The source code for all algorithms and plots can be found here.
Conjugate Directions
In the previous section, we described a method to compute $n$ steps from the starting point $x_{(0)}$ to the minimum point $x_{*}$. But that method requires that we compute the Eigendecomposition of $A$. This is a very expensive computation. Fortunately, there is a way to circumvent this requirement and still achieve the same result.

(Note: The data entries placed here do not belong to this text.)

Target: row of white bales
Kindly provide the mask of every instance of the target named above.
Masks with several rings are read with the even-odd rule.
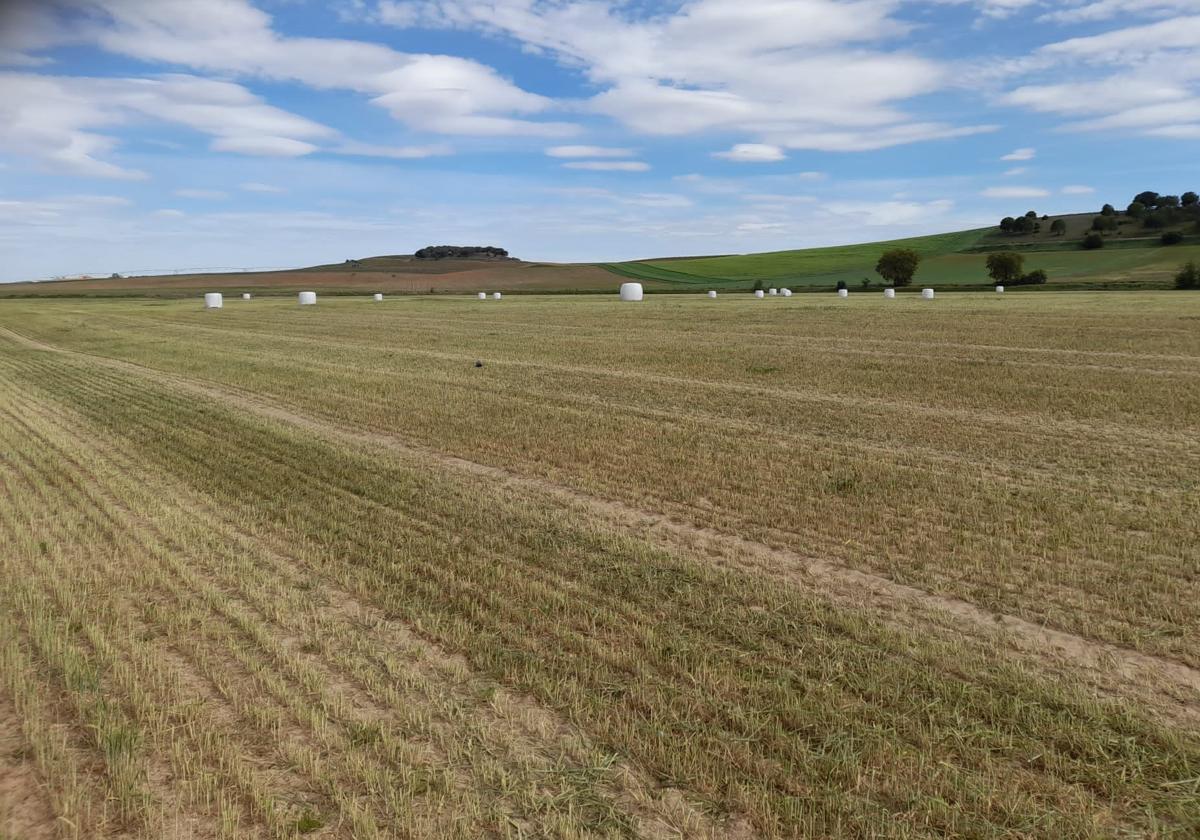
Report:
[[[1004,287],[1003,286],[997,286],[996,287],[996,292],[1000,293],[1000,294],[1003,294]],[[755,293],[754,293],[755,298],[764,298],[767,295],[780,295],[780,296],[784,296],[784,298],[791,298],[792,296],[792,290],[791,289],[767,289],[766,292],[763,292],[762,289],[756,289]],[[644,292],[642,289],[642,284],[641,283],[622,283],[620,284],[620,299],[622,300],[638,301],[638,300],[642,300],[643,296],[644,296]],[[708,296],[709,298],[715,298],[716,296],[716,292],[710,290],[708,293]],[[838,289],[838,296],[839,298],[848,298],[850,296],[850,292],[847,289]],[[883,289],[883,296],[884,298],[895,298],[896,296],[896,290],[895,289]],[[932,289],[922,289],[920,290],[920,296],[924,298],[925,300],[932,300],[934,299],[934,290]],[[492,293],[492,299],[493,300],[500,300],[500,298],[502,298],[502,295],[500,295],[499,292],[493,292]],[[241,299],[242,300],[250,300],[250,293],[248,292],[244,292],[242,295],[241,295]],[[487,300],[487,293],[486,292],[480,292],[479,293],[479,299],[480,300]],[[377,292],[374,294],[374,301],[379,302],[382,300],[383,300],[383,294]],[[317,302],[317,293],[316,292],[301,292],[300,295],[299,295],[299,301],[300,301],[300,306],[312,306],[312,305],[314,305]],[[220,292],[208,292],[208,293],[204,294],[204,308],[206,308],[206,310],[220,310],[222,306],[224,306],[224,296]]]

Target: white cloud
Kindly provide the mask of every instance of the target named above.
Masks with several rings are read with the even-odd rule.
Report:
[[[936,62],[872,49],[904,35],[895,0],[691,0],[652,17],[594,0],[382,0],[398,26],[473,28],[581,70],[588,107],[646,134],[739,131],[760,145],[853,151],[986,126],[914,120],[895,103],[950,84]]]
[[[1196,11],[1194,2],[1122,4],[1121,13]],[[1061,10],[1087,19],[1114,17],[1117,6],[1088,2]],[[1057,18],[1056,18],[1057,19]],[[1066,19],[1066,18],[1063,18]],[[1003,104],[1070,120],[1073,131],[1108,131],[1190,139],[1200,124],[1200,14],[1128,25],[1046,44],[1024,62],[1027,73],[1052,73],[1001,97]],[[1106,68],[1106,70],[1105,70]]]
[[[1000,160],[1002,160],[1002,161],[1032,161],[1037,156],[1038,156],[1038,150],[1037,149],[1018,149],[1015,151],[1008,152],[1007,155],[1004,155]]]
[[[728,151],[713,152],[713,157],[724,157],[738,163],[775,163],[787,160],[782,149],[766,143],[738,143]]]
[[[355,155],[359,157],[390,157],[397,161],[413,161],[422,157],[442,157],[454,154],[454,149],[443,143],[421,146],[384,146],[371,143],[349,142],[342,143],[332,151],[341,155]]]
[[[264,103],[245,88],[194,76],[157,79],[0,73],[0,149],[48,168],[95,178],[139,179],[110,161],[116,142],[96,130],[161,120],[214,137],[216,150],[304,154],[331,128]],[[305,139],[300,139],[305,138]]]
[[[1079,0],[1075,0],[1079,2]],[[1038,18],[1042,23],[1079,24],[1094,23],[1097,20],[1111,20],[1117,17],[1141,14],[1144,17],[1160,17],[1174,13],[1190,12],[1196,7],[1195,0],[1094,0],[1082,2],[1070,8],[1060,8],[1055,12],[1046,12]]]
[[[229,198],[229,193],[221,190],[176,190],[180,198],[194,198],[203,202],[220,202]]]
[[[265,157],[300,157],[317,150],[312,143],[290,137],[218,137],[210,144],[212,151],[234,151],[240,155]]]
[[[551,157],[632,157],[632,149],[613,146],[551,146],[546,149]]]
[[[588,169],[592,172],[647,172],[649,163],[642,161],[571,161],[564,169]]]
[[[569,124],[512,116],[541,113],[552,101],[478,61],[362,41],[286,37],[247,0],[72,2],[90,12],[89,40],[144,61],[358,91],[421,131],[542,137],[575,131]]]
[[[1042,187],[988,187],[979,194],[984,198],[1045,198],[1050,191]]]
[[[238,188],[245,192],[287,192],[283,187],[277,187],[274,184],[259,184],[258,181],[239,184]]]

We will work in an arbitrary real inner product space $V$ of dimension $n$. Our goal is to find search directions $d_{(0)}$, $d_{(1)}$,…, $d_{(n-1)}$ and step sizes $\alpha_{(0)}$, $\alpha_{(1)}$, …, $\alpha_{(n-1)}$ that get us to $x_{*}$ in $n$ iterations. That is, we want to iterate $n$ times through the computations
$$ x_{(i+1)} = x_{(i)}+\alpha_{(i)}d_{(i)} \tag{CJDR.2} $$
in such a way that we get
$$ x_{(n)} = x_{*} \dq\iff\dq e_{(n)} = 0 \tag{CJDR.3} $$
Note that when we subtract $x_{*}$ from each side of CJDR.2, we get
$$\align{ e_{(i+1)} &= e_{(i)}+\alpha_{(i)}d_{(i)} \tag{CJDR.4} \\ &= e_{(i-1)}+\alpha_{(i-1)}d_{(i-1)}+\alpha_{(i)}d_{(i)} \\ &= e_{(i-1)}+\sum_{k=i-1}^{i}\alpha_{(k)}d_{(k)} \\ &= e_{(i-2)}+\alpha_{(i-2)}d_{(i-2)}+\sum_{k=i-1}^{i}\alpha_{(k)}d_{(k)} \\ &= e_{(i-2)}+\sum_{k=i-2}^{i}\alpha_{(k)}d_{(k)} \\ &= \dq\vdots \\ &= e_{(0)}+\sum_{k=0}^{i}\alpha_{(k)}d_{(k)} \tag{CJDR.5} }$$
Motivated by the discussion and results from the previous section, we require that the desired search directions $d_{(0)}$, $d_{(1)}$,…, $d_{(n-1)}$ be mutually conjugate. In a moment, we will show how to derive such directions.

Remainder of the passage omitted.